Ferguson's high-powered lawyer, Josh Bentley, who also represents several prominent 49ers football players inn unrelated cases, did not respond Wednesday to requests for comment.
Prosecutor Victor Chen contends Ferguson may have started with honest intentions. But his business rapidly morphed into a scam that stretched over eight years, he said. Prosecutors allege Ferguson sold investors the rights to a percentage of user fees from a portfolio of ATMs located in shopping centers throughout the nation, or sold them ATMs plus a percentage of those fees. However, they allege, Ferguson did not own most of the machines and paid most of his clients with money from new investors.

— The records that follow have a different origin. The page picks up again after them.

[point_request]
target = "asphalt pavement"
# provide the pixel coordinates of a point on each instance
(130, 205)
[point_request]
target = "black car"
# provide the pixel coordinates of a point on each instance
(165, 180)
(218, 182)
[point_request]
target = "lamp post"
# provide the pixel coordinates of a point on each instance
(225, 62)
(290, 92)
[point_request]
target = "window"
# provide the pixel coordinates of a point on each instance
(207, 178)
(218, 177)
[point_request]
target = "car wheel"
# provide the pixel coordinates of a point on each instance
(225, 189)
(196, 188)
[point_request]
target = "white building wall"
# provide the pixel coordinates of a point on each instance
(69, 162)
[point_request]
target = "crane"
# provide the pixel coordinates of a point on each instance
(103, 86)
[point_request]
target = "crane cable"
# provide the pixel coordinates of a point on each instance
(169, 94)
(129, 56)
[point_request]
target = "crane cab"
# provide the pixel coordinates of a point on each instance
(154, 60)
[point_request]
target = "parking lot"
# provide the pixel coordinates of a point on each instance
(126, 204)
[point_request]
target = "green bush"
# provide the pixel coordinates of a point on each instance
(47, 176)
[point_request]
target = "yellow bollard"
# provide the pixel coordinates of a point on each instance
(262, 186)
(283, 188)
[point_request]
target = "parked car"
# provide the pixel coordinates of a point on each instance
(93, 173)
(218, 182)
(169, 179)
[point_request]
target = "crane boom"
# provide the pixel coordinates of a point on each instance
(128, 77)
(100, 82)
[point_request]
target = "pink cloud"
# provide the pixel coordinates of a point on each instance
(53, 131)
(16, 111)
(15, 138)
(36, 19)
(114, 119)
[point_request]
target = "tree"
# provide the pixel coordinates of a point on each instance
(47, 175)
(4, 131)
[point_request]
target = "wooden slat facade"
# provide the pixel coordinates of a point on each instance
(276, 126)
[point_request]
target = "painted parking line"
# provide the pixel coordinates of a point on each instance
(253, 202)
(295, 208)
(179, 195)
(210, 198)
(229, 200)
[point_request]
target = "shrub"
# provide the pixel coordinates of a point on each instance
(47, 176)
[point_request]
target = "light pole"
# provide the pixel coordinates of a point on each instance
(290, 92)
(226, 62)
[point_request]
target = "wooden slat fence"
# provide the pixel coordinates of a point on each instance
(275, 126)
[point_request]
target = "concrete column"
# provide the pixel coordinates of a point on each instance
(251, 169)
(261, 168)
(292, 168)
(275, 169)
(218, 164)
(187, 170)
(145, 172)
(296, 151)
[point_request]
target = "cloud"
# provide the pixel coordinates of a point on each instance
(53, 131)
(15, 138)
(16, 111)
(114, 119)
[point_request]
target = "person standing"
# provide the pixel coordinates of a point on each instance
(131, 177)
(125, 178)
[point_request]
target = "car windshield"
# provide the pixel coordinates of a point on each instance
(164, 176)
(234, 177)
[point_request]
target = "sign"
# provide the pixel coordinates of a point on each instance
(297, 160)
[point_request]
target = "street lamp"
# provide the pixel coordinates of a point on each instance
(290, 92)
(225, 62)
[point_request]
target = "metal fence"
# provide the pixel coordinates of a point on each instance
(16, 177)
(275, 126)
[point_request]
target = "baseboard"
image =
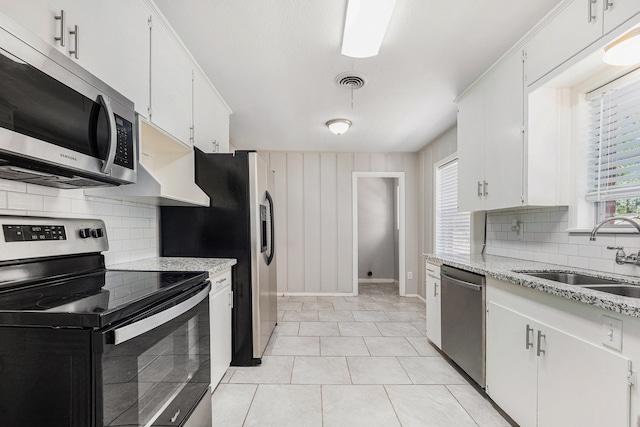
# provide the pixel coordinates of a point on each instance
(377, 281)
(315, 294)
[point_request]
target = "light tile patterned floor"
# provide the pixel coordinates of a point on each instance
(351, 361)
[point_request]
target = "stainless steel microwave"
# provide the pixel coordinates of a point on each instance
(60, 126)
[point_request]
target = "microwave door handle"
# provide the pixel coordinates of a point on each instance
(113, 134)
(140, 327)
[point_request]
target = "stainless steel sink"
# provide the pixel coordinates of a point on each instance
(622, 290)
(570, 278)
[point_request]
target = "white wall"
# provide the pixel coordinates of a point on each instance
(132, 229)
(377, 228)
(313, 210)
(436, 150)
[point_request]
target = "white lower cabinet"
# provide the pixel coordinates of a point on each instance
(220, 305)
(432, 279)
(543, 376)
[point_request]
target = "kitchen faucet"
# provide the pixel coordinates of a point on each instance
(621, 257)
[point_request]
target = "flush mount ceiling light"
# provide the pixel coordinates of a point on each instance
(625, 50)
(338, 126)
(365, 26)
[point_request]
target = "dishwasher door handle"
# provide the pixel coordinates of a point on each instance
(462, 283)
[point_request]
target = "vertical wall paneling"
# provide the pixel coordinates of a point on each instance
(344, 249)
(295, 223)
(278, 163)
(362, 162)
(329, 222)
(312, 231)
(411, 248)
(393, 162)
(378, 162)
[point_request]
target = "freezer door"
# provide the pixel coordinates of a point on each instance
(263, 285)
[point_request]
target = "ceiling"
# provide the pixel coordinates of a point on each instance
(275, 61)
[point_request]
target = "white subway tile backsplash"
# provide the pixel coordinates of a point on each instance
(546, 240)
(132, 228)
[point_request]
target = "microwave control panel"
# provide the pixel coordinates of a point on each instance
(124, 152)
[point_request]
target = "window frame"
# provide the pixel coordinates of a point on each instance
(436, 178)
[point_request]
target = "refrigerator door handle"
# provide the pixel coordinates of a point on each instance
(271, 226)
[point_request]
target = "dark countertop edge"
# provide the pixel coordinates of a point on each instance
(501, 268)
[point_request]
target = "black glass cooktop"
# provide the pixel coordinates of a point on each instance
(94, 300)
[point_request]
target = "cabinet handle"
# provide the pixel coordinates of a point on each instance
(528, 343)
(60, 18)
(76, 51)
(539, 350)
(592, 17)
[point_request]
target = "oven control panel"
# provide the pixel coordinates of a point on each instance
(24, 237)
(33, 233)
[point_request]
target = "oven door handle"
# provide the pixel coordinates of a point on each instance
(136, 329)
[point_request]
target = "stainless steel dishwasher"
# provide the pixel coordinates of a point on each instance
(463, 320)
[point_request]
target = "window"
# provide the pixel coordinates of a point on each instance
(613, 162)
(452, 228)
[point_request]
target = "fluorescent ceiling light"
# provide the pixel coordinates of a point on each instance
(365, 26)
(338, 126)
(625, 50)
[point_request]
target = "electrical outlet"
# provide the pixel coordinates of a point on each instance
(612, 332)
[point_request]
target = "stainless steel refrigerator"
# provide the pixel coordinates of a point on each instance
(237, 224)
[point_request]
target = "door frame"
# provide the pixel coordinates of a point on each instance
(401, 234)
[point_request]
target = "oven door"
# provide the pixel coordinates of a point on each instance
(154, 370)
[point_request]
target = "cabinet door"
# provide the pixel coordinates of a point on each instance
(570, 31)
(503, 141)
(511, 363)
(171, 84)
(434, 331)
(220, 318)
(114, 45)
(580, 384)
(39, 18)
(204, 110)
(471, 150)
(616, 12)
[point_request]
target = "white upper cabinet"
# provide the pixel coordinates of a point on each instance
(113, 44)
(490, 140)
(616, 12)
(471, 150)
(110, 39)
(576, 25)
(203, 113)
(171, 84)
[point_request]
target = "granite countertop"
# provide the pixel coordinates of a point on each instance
(502, 268)
(212, 265)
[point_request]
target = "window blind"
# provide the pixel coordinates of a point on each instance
(613, 170)
(453, 229)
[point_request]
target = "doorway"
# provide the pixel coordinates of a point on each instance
(379, 253)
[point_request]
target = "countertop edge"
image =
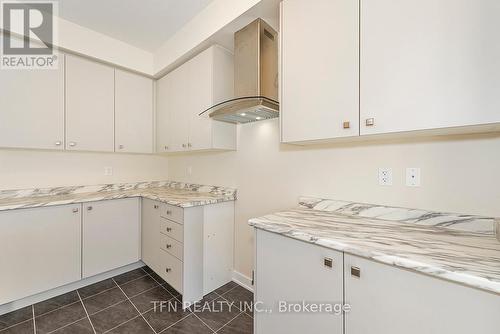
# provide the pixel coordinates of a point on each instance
(466, 280)
(103, 197)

"He knowingly sold ATMs he did not own or he sold the same ATMs more than once," said Chen, adding that Ferguson promised to return investors' principal upon request. "It only worked as long as he could keep new investor money coming in."

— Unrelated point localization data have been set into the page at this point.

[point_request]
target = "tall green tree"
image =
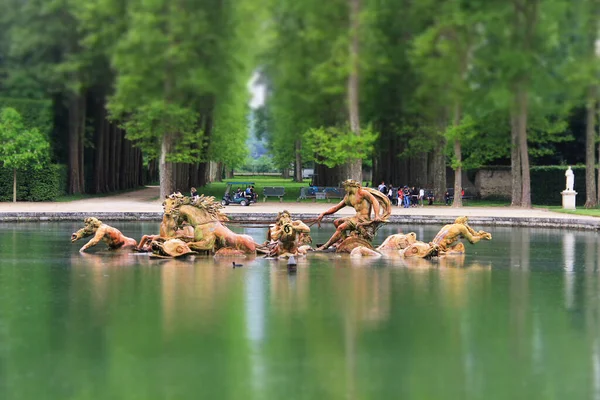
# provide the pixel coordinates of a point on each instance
(443, 54)
(175, 64)
(21, 148)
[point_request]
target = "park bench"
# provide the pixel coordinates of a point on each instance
(273, 191)
(466, 197)
(334, 193)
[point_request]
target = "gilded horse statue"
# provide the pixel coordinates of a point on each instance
(168, 230)
(204, 214)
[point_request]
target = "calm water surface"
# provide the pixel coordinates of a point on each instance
(516, 318)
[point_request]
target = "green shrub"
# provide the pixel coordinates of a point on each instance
(548, 181)
(45, 184)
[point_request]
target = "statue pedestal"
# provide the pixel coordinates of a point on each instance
(569, 199)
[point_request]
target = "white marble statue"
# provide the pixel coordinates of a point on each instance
(570, 179)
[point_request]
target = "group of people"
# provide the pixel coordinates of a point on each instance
(249, 193)
(405, 196)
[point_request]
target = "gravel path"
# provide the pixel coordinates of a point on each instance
(147, 201)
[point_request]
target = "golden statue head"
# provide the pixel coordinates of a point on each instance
(91, 226)
(348, 183)
(283, 217)
(461, 220)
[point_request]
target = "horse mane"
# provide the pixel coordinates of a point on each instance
(207, 204)
(385, 206)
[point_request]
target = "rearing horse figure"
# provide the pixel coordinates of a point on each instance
(204, 214)
(168, 230)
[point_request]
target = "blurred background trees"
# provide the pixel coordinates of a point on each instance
(131, 92)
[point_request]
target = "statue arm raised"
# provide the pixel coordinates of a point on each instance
(474, 237)
(94, 241)
(374, 203)
(300, 227)
(332, 210)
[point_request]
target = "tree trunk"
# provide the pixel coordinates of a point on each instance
(590, 154)
(99, 146)
(354, 167)
(523, 149)
(298, 162)
(457, 202)
(14, 185)
(74, 139)
(81, 129)
(515, 161)
(165, 171)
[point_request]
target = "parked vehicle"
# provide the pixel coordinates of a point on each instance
(244, 194)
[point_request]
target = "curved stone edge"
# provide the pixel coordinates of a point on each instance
(267, 218)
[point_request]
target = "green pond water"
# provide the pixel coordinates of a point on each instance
(516, 318)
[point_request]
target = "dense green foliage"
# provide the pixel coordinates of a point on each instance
(34, 113)
(548, 182)
(136, 89)
(42, 184)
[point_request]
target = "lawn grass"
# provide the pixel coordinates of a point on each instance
(292, 189)
(592, 212)
(72, 197)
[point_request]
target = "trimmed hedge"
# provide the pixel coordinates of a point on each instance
(45, 184)
(547, 182)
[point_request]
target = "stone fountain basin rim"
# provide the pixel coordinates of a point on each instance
(266, 218)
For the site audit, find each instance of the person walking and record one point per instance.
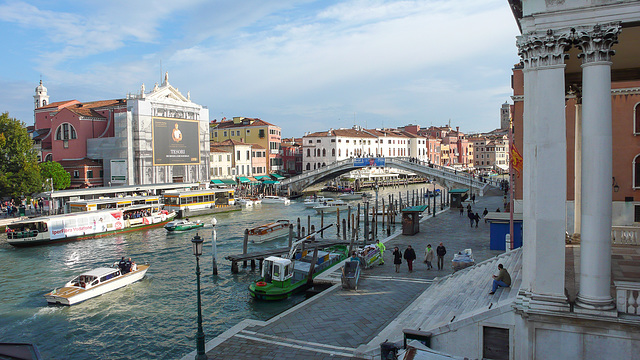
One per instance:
(382, 248)
(410, 255)
(428, 257)
(502, 280)
(397, 258)
(441, 251)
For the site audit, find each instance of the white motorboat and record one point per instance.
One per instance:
(332, 206)
(269, 199)
(246, 202)
(312, 202)
(269, 231)
(353, 196)
(93, 283)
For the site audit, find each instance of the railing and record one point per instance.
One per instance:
(627, 294)
(625, 235)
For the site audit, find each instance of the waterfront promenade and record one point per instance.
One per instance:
(351, 324)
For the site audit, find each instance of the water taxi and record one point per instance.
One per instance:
(199, 202)
(331, 206)
(269, 231)
(183, 225)
(282, 277)
(84, 225)
(93, 283)
(269, 199)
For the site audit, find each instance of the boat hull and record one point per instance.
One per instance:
(27, 242)
(73, 295)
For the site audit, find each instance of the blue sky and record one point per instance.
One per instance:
(302, 65)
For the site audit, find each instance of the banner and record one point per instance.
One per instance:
(176, 142)
(516, 159)
(361, 162)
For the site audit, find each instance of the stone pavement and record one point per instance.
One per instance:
(347, 324)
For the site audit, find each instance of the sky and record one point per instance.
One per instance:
(302, 65)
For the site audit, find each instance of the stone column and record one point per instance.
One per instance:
(597, 157)
(545, 182)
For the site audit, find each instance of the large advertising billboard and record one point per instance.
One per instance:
(176, 142)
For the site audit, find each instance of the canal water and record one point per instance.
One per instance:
(156, 317)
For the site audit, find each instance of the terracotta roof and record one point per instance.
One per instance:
(247, 122)
(81, 162)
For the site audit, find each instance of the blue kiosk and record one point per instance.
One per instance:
(499, 228)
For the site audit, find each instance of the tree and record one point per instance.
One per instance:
(53, 170)
(19, 171)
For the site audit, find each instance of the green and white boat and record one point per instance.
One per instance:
(183, 225)
(282, 277)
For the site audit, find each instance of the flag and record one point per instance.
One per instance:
(516, 159)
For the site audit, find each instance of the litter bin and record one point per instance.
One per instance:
(411, 219)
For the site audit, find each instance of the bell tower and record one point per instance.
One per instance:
(41, 98)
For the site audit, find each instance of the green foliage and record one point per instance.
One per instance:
(53, 170)
(19, 171)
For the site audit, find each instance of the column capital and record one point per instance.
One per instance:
(596, 41)
(539, 49)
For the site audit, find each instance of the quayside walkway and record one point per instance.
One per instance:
(351, 324)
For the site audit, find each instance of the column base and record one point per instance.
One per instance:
(603, 307)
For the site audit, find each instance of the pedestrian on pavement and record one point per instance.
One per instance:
(502, 280)
(397, 258)
(382, 248)
(428, 257)
(410, 255)
(441, 251)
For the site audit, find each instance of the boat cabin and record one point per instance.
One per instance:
(94, 277)
(276, 269)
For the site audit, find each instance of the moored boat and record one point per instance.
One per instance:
(331, 206)
(82, 225)
(282, 277)
(94, 283)
(269, 199)
(183, 225)
(269, 231)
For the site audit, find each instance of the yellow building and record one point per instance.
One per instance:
(251, 131)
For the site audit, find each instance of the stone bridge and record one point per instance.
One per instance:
(448, 178)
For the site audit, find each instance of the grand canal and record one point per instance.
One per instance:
(154, 318)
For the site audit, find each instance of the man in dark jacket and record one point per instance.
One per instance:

Ferguson maintained appearances by operating an office in San Francisco with a handful of employees, as well as by providing financial statements to investors purporting to show growth in his ATM business, Chen said.
The investors came from all walks of life, including a single mother with a severely disabled child who is on the brink of losing of her house and doesn't even have enough money to move home to North Carolina. Most learned about the "opportunity" via a neighbor, friend or relative. Many took money out of their 401(k)s or took a second loan out on their house.
Palos heard about Ferguson from her brother-in-law. Skeptical at first, she asked him to meet her at the food court of the Hillsdale shopping center off Highway 101 in San Mateo, where one of the ATMs she ultimately "bought" was located.
"Every question I asked, he answered," Palos said, "even, 'What if a bomb went off and the mall was destroyed, along with the ATM machine?' He said, 'There is insurance for that.' "
Palos eventually sunk her inheritance and proceeds from a divorce settlement into what she thought were 14 ATMs scattered around the country, as well as at least one other business Ferguson ran. For awhile, she was getting checks for $5,300 a month, about half of which went toward her rent.
When the checks stopped coming, she called the malls where her ATMs were supposedly located. No one had ever heard of her or Ferguson at any of the shopping centers, from San Mateo to Douglasville, Ga., to Forsythe, Ill.
That's when Palos called the FBI. Now, the investors have organized in hopes of getting back at least some of their money. Ferguson, whose schemes authorities say may have cost victims more than $10 million, declared bankruptcy in January.
Chen is looking for any hidden assets and hoping Ferguson agrees to pay some restitution as part of a plea deal. He currently faces up to 18 years and four months in prison.
Although Ferguson did not break into anyone's home, the prosecution alleges that he entered one victim's home with the intent to commit a felony -- grand theft -- which qualifies as burglary under California law. Burglary is considered a serious "strike" crime under the state's Three Strikes Law.
Kirk Bobo, of Boulder, Colo., invested $320,000 of his retirement savings with Ferguson. Now 55, his hopes of retiring while he is still relatively young are dashed.
"It's a huge hit," he said. "I had no idea Mike would pull a fraud like this."